Nah, cerpen “Pulang Sebagai Anak Sekolah Lagi” ini bakal bawa kamu nostalgia habis-habisan. Cerita tentang lima sahabat yang balik ke sekolah setelah sepuluh tahun berlalu—bukan cuma buat reuni, tapi juga buat ketemu lagi sama diri mereka yang dulu. Dari yang lucu, hangat, sampai yang bikin merenung, semuanya ada di sini. Cerita ini gak cuma bikin senyum-senyum sendiri, tapi juga bisa jadi tamparan halus buat kamu yang mungkin lagi lupa sama akar perjalananmu.

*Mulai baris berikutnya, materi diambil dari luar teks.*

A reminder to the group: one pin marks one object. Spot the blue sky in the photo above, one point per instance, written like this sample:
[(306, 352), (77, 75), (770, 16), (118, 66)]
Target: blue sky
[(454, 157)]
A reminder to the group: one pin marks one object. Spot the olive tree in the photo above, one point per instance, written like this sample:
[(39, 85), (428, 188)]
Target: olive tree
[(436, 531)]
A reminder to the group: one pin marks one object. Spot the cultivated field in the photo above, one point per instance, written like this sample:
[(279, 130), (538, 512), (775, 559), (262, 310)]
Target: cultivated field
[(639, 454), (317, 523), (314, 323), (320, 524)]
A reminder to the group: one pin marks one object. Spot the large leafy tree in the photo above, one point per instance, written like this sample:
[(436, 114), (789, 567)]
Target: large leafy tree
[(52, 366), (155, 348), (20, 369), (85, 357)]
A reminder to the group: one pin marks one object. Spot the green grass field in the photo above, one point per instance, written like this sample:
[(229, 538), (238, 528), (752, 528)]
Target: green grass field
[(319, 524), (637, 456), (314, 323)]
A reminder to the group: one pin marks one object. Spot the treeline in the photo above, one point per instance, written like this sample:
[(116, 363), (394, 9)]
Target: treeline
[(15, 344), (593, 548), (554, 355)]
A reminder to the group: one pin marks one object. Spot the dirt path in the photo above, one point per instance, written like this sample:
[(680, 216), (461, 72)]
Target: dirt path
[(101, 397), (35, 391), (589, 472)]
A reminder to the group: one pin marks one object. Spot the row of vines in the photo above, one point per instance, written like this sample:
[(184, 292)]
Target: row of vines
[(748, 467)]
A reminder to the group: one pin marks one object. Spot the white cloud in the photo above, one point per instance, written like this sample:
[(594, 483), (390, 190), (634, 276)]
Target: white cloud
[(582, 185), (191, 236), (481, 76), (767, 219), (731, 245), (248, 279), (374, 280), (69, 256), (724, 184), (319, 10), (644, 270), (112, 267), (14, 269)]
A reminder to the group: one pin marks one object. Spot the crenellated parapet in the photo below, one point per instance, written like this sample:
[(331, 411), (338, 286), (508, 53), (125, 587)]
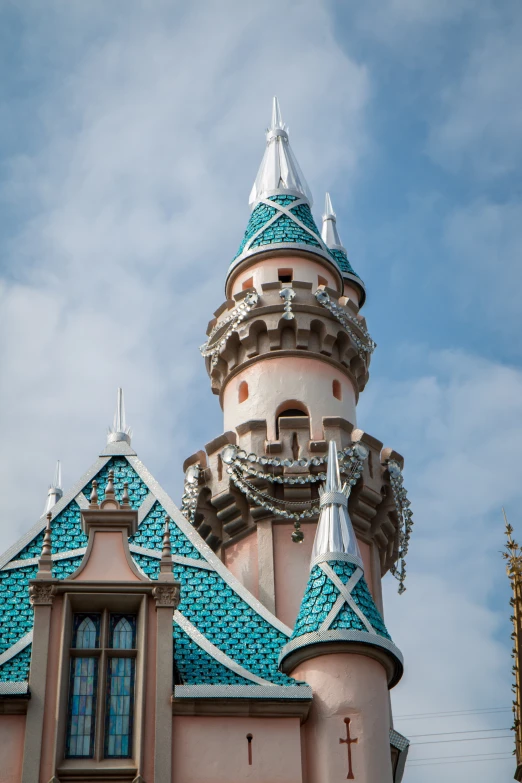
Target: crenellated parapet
[(286, 475), (255, 325)]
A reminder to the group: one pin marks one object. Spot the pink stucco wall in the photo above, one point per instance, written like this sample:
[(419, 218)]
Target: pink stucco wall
[(107, 559), (305, 270), (51, 692), (291, 569), (275, 380), (241, 559), (346, 686), (215, 750), (12, 729)]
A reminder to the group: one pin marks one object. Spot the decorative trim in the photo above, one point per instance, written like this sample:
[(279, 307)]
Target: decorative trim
[(17, 647), (329, 557), (14, 688), (341, 635), (179, 559), (55, 511), (345, 590), (203, 548), (214, 651), (293, 692)]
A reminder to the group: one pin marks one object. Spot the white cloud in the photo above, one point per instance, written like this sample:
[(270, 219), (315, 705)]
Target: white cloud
[(460, 425), (481, 120), (127, 207)]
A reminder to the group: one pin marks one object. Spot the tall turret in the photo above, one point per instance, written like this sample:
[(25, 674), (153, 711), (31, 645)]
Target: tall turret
[(288, 354)]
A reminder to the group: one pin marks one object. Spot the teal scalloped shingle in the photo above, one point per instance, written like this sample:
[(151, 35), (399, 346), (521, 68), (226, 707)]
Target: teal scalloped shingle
[(17, 669), (197, 667), (320, 596), (207, 601), (343, 262), (123, 471), (283, 229), (150, 535)]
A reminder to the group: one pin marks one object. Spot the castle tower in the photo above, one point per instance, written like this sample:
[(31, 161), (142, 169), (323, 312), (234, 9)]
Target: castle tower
[(288, 354)]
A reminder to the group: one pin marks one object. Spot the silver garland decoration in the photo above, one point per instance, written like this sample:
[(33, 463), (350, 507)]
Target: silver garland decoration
[(213, 346), (241, 468), (367, 345), (189, 499), (405, 515)]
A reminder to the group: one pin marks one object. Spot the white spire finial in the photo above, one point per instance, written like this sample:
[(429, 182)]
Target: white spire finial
[(119, 431), (279, 171), (55, 491), (329, 233), (335, 532), (277, 120)]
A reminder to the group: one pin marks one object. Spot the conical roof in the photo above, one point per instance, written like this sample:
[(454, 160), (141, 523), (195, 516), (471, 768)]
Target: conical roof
[(337, 607), (332, 240), (281, 203)]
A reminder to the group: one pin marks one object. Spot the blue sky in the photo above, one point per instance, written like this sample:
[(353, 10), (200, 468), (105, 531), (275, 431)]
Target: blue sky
[(130, 134)]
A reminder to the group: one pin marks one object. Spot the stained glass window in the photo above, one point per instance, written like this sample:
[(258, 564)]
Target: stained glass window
[(86, 631), (119, 709), (82, 708), (123, 632)]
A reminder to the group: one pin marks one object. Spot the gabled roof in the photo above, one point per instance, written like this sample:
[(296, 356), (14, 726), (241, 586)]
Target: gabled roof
[(223, 634)]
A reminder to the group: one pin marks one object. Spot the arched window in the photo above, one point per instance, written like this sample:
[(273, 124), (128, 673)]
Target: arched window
[(291, 411), (86, 632), (100, 676), (122, 633), (242, 392)]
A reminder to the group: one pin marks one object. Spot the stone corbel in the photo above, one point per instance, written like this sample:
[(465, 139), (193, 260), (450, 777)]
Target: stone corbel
[(41, 594), (166, 595)]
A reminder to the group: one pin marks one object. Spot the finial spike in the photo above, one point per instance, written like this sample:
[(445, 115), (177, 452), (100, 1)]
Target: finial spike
[(335, 533), (93, 500), (279, 171), (55, 492), (277, 120), (119, 430), (109, 489), (328, 208), (329, 233)]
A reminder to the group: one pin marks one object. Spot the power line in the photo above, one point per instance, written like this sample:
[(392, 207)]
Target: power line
[(445, 733), (464, 739), (460, 756), (448, 713), (465, 761)]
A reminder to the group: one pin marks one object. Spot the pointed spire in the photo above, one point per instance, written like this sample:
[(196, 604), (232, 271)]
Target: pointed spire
[(55, 491), (119, 430), (279, 171), (335, 532), (329, 231)]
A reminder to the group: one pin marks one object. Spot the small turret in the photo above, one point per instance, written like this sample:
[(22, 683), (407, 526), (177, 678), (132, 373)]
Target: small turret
[(337, 607), (332, 240), (55, 491)]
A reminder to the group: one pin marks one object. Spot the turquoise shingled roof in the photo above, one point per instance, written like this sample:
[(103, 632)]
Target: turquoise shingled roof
[(212, 600), (283, 229), (343, 262), (320, 596)]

Pulang Sebagai Anak Sekolah Lagi
Lorong-Lorong Kenangan
Langit siang itu terlalu tenang untuk hari yang seharusnya ramai oleh cerita lama. SMA Harapan Timur berdiri dengan bangga di ujung jalan beraspal yang kini tampak lebih mulus dari terakhir kali diinjak sepuluh tahun lalu. Daun-daun pohon trembesi di sepanjang pagar bergetar pelan diterpa angin. Gerbang tinggi yang dulunya hanya dicat biru biasa, sekarang dihiasi ukiran besi berbentuk logo sekolah yang tampak modern.
Langkah Arkana berhenti tepat di depan pintu masuk. Tangannya yang sejak tadi menggenggam jas almamater agak gemetar, bukan karena gugup, tapi karena ada yang berdesakan di dalam dadanya. Perasaan yang aneh—campuran antara rindu, canggung, dan rasa ingin memutar waktu.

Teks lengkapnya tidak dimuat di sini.